Creating a augmented reality content that is accurate and realistic require a lot of physic.

1 : First let's talk about the sensors.

The most common sensor is a camera, that use standard light traveling physics to work.

Then there are TOF sensors that emit infrared light or else and measure the time taken to come back to a dedicated sensor. This is the best and most precise way to measure the distance of a point. You can see the result by comparing Camera tracking and lidar tracking.

2 : then, the tracking and occlusion

After mapping every frame individually, the device must determine the motion of the device to reverse calculate the actual position of the world. Here is the physics of motion. Lot's of machine learning are involved into understanding how rolling shutter and motion blur may false the result and estimate the right one.
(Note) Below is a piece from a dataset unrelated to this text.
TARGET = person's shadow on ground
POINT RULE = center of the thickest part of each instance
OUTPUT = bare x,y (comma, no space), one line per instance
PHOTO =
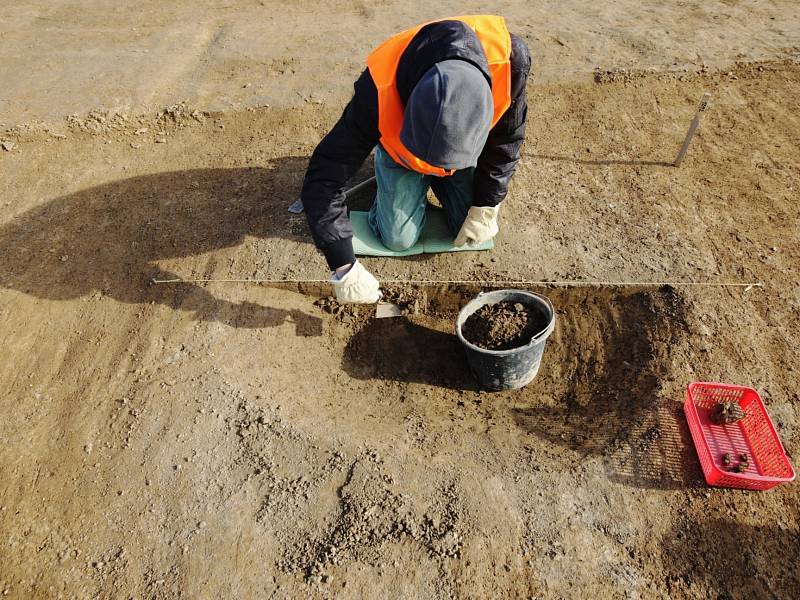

We can add that the 3d mapping of the world help us understand how a 3d object is obstructed from our view by real object, like walls, tables, chairs, that would be between the 3d object and the viewer.

3 : after motion, light.

One key feature to make a 3d object look real is the accurate lighting and shadow. Nowadays 3d models use PBR materials (Physically based Rendering). It means that the object will look like a real object if the light is exactly the same as in the real world.

In cinema, when filming while preparing the inclusion of 3d models. They add on the shot a simple sphere with the exact material the models will have, and the way it react to light is used for reference for the 3d artists that will integrate the models. The sphère is then rotoscoped out of the shot.

In real time, this reference lighting have to be interpreted from the light behavior of the real world, I won't go into details on how this is related to physics but you get the picture.

Conclusion :

Augmented reality is related to the light part of physics (except the orientation sensors).